そこには女騎士や侍女を伴った母が待ち構えていたのだ。
「どうされたのですか。母上?」
「お前がその女を連れて王宮に戻ったと聞いて待っていたのです」
母はアンを一瞥すると、俺を見た。
「あなたが女性をこれ以上面倒を見るわけには生きますまい。あとはこちらがやります。その女を渡しなさい」
母が傍の女騎士に指示しようとした。
「何を仰っていらっしゃるのです。アンの面倒は私がみます」
俺は断ろうとした。
「何を言っているのです。うら若い男が若い女を寝室に連れ込むなど許されません」
「何を言っているのですか。私は傷ついたアンを看病するだけです」
俺は慌てて言った。母はなんということを言うのだ!
「フィリップ、そんな事許されるわけ無いでしょう」
「何故です」
「平民の女風情をあなたが看病してどうなるのですか。あなたは前途有望な若者の未来を壊すつもりですか」
俺は母の言うことが理解できなかった。
「はあああ! 何を言っているのです。私はアンを将来的には」
「お黙りなさい。平民のこの子をあなたの隣に立たせられるわけはないでしょう」
「何故です。平民とはいえアンは大魔術師ガーブリエルの愛弟子。十分に私の隣に立てるのでは」
俺は皆が言っていたことを盾に母に言った。
「貴族の子弟ならいざしらず、あなたでは無理です」
「何故です。私は元々アンをいやアンネローゼを隣に立たせると言ったはずですが」
「そんな事が許されるとでも」
「やはりアンはアンネローゼなのですね」
俺は母の言葉にアンがアンネローゼだと確信したのだ。
「それはわかりません。ただ、スカンディーナ王国の大使が、出来ればその女に会いたいと申し出てきています」
母の言葉に俺は驚いた。
「そんな事が許されるわけはないでしょう。あなたは親友だったアンネ様を裏切るつもりなのですか」
「陛下は一顧だにせず断られました。しかし、その子がたとえアンネローゼだったとしましょう。

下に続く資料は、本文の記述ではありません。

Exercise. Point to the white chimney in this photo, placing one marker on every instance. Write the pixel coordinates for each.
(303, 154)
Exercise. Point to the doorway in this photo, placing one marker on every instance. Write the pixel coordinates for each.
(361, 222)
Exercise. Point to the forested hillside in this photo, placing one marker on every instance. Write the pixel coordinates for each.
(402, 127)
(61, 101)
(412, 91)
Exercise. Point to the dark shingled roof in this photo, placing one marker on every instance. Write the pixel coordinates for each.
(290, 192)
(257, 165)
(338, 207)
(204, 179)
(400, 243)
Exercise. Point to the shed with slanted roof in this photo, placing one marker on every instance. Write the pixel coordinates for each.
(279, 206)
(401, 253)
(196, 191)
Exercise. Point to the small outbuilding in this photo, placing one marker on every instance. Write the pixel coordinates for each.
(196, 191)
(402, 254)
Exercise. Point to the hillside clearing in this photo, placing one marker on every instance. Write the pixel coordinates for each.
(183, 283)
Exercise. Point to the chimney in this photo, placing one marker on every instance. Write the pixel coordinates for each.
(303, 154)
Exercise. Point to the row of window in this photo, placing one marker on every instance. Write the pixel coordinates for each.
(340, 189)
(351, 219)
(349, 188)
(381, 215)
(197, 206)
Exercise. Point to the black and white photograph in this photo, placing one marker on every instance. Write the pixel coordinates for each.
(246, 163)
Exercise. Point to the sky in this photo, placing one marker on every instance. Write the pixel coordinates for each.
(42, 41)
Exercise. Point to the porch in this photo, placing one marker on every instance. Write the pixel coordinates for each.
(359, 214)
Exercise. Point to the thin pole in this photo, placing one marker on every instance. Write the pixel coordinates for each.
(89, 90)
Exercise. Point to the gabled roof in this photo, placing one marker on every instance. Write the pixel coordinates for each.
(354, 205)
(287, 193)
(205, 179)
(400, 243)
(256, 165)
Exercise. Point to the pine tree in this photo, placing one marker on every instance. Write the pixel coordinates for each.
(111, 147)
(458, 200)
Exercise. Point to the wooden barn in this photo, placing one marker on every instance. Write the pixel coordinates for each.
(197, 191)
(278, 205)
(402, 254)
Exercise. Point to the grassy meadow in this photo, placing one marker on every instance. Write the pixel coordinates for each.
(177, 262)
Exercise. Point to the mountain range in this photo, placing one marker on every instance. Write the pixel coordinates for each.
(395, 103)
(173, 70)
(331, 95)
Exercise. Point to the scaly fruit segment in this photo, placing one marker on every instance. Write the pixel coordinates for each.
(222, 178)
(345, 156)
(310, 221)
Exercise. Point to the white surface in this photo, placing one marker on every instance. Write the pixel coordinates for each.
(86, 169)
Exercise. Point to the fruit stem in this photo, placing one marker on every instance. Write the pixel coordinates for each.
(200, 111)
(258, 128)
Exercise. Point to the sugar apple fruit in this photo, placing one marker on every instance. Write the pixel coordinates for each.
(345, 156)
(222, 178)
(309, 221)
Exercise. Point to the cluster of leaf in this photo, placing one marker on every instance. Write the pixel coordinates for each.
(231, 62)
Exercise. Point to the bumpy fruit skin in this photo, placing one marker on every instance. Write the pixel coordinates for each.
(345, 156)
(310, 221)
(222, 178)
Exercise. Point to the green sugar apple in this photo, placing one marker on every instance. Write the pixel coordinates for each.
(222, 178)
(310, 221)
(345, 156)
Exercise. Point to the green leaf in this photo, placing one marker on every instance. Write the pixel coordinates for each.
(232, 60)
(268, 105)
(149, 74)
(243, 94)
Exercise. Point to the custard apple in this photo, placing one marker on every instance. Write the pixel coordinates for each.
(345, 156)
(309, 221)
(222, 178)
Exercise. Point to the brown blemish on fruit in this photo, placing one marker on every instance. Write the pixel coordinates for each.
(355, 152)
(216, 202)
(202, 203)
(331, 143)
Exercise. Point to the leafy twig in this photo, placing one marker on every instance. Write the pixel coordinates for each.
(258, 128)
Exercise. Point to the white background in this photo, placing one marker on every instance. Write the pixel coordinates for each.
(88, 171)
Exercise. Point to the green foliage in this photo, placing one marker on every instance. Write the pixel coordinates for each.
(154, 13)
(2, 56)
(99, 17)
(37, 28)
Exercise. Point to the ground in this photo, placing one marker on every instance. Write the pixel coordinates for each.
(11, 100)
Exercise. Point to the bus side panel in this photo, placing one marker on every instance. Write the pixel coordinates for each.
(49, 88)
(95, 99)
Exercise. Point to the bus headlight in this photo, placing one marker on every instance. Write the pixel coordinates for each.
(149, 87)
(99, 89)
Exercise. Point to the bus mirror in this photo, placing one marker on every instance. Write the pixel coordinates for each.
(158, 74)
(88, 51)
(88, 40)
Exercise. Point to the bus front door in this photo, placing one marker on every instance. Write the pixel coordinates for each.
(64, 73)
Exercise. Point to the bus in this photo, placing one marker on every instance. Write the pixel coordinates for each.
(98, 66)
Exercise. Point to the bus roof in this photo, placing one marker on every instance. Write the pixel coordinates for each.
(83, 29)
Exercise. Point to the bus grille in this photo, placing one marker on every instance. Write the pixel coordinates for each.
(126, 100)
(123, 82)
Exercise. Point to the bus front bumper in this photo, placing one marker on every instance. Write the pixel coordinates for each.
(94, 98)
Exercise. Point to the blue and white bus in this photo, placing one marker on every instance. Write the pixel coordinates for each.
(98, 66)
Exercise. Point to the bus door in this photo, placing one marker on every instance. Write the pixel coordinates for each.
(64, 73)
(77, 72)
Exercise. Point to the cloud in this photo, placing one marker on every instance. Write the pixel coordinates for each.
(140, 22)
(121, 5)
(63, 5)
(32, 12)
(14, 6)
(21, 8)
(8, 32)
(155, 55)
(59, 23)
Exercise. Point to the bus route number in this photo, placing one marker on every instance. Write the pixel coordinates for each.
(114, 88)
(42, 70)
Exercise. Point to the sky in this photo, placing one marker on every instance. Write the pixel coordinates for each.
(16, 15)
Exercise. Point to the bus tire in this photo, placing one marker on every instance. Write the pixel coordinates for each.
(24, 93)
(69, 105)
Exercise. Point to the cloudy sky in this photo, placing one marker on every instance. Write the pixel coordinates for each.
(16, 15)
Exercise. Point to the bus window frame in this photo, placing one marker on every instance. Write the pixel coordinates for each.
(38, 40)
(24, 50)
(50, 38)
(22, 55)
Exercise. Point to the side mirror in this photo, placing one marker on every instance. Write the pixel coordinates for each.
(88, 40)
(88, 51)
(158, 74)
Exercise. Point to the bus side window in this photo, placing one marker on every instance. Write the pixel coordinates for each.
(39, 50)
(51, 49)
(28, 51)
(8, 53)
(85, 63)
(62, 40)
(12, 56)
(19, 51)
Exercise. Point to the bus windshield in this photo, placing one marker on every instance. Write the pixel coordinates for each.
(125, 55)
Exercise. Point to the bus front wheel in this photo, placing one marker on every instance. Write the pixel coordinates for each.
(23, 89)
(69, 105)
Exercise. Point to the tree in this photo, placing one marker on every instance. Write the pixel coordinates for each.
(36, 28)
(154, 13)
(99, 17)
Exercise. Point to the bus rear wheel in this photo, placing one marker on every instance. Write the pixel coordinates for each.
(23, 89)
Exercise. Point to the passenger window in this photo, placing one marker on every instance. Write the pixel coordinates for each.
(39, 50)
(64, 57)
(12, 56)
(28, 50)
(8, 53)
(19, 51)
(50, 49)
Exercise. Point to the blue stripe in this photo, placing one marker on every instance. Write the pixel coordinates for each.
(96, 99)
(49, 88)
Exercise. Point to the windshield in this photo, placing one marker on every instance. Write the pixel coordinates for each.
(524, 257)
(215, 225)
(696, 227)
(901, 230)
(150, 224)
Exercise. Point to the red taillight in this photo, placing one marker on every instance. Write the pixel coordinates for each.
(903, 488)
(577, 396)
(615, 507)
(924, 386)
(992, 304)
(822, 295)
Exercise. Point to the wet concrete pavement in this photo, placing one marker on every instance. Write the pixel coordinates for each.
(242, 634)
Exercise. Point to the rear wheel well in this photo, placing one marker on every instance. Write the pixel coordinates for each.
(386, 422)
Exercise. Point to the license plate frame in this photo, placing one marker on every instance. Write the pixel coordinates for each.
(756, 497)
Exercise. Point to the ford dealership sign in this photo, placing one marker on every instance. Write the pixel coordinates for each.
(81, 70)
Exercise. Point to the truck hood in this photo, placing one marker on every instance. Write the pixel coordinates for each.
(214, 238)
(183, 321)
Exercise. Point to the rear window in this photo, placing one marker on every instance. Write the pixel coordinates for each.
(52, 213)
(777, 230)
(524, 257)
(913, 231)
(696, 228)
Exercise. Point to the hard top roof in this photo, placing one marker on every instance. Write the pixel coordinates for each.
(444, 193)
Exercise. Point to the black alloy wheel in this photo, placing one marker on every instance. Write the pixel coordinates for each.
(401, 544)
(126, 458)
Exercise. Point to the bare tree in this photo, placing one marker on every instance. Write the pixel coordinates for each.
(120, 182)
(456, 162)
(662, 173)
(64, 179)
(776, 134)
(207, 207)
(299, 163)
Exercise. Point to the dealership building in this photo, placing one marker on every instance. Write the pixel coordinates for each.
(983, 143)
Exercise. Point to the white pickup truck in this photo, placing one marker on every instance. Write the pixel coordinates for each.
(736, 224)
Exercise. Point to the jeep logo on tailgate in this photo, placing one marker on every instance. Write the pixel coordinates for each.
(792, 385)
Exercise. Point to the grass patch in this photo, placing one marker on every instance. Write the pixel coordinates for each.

それでどうするのですか?」
俺は母が何を言おうとしているかわからなかった。
「どうするってアンネローゼは私の婚約者なのです」
何をわかりきっていることを聞くのだと言う目で見ると、
「まだ言っているのですか。あなたの婚約者は白紙になったです」
「いや、私の婚約者はアンネローゼのままです。そう言ったはずですが」
俺は挑むように母を見た。
「何度も言うように、アンネローゼは既に王女ではありません」
「そんなのは判っています」
俺は何をわかりきったことを言うのだと母を見た。
「本当に判っているの? そもそも、アンネローゼは隣国スカンディーナのブルーノ・カッチェイアが今でも必死に探しているのよ。その娘を婚約者に迎えるのは隣国との関係を悪化させるのは必定。下手したら戦争になるかも知れないのよ。あなたにはその覚悟が有るの?」
「戦争?」
俺は母の言葉に戸惑ってしまった。隣国と戦争になるというのか!
「戦争になったら何の関係もない多くの兵士たちが死ぬかもしれないのよ。あなたに自国の国民を自分の欲望のために殺す気なの?」
「いや、戦争になると決まったわけでは」
「何言っているのよ。今、スカンディーナはとても政情が不安定なのは知っているでしょう。そのスカンディーナの隣国エスカール出身の元側妃と王子が国の一部を占拠しているし、作柄も悪い。そんなところにあなたが元王女を婚約者になんかしてご覧なさい。攻めて来いと言っているようなものよ」
「いや攻めてくるとは限らないでしょう」
「あなた何言っているのよ。あなたがブルーノの立場に立ってみなさい。それでなくても政情は不安定。国民の不満も渦巻いている中で、あなたが元王女を婚約者にしてみなさい。そんな状況をブルーノが両手で歓迎するとでも思っているの? 絶対に我が国を敵視するわ。色々と仕掛けてくるでしょう。我が国との戦争を起こして攻め込んでこないとも限らないわよ」
「・・・・」
俺は母の言葉に何も返せなかった。
そうか、戦争になるか。隣国は今も政治はあまりうまく行っていない。内部の不満を戦争という外側に向けるかも知れなかった。
それとも、アンネローゼを配偶者にすることによって、このオースティン王国が王女を盾にスカンディーナに攻め込もうとしているとスカンディーナは捉えるかもしれない。
そんな危険を国に負わすことは出来なかった。
俺の勝手な気持ちでこの国を争いに巻き込ませるわけには行かないのだ。
そんな自分勝手が王太子として許されるわけはない。
俺は言葉に窮した。
「あなたはその覚悟もないのに、この子にこれ以上近付かないで。ここは私が面倒を見ます」
俺は母の女騎士が俺の手からアンを奪い去るのを唖然とただ見ているしか出来なかった。
でも、そこは絶対にアンを渡すべきではなかったのだ。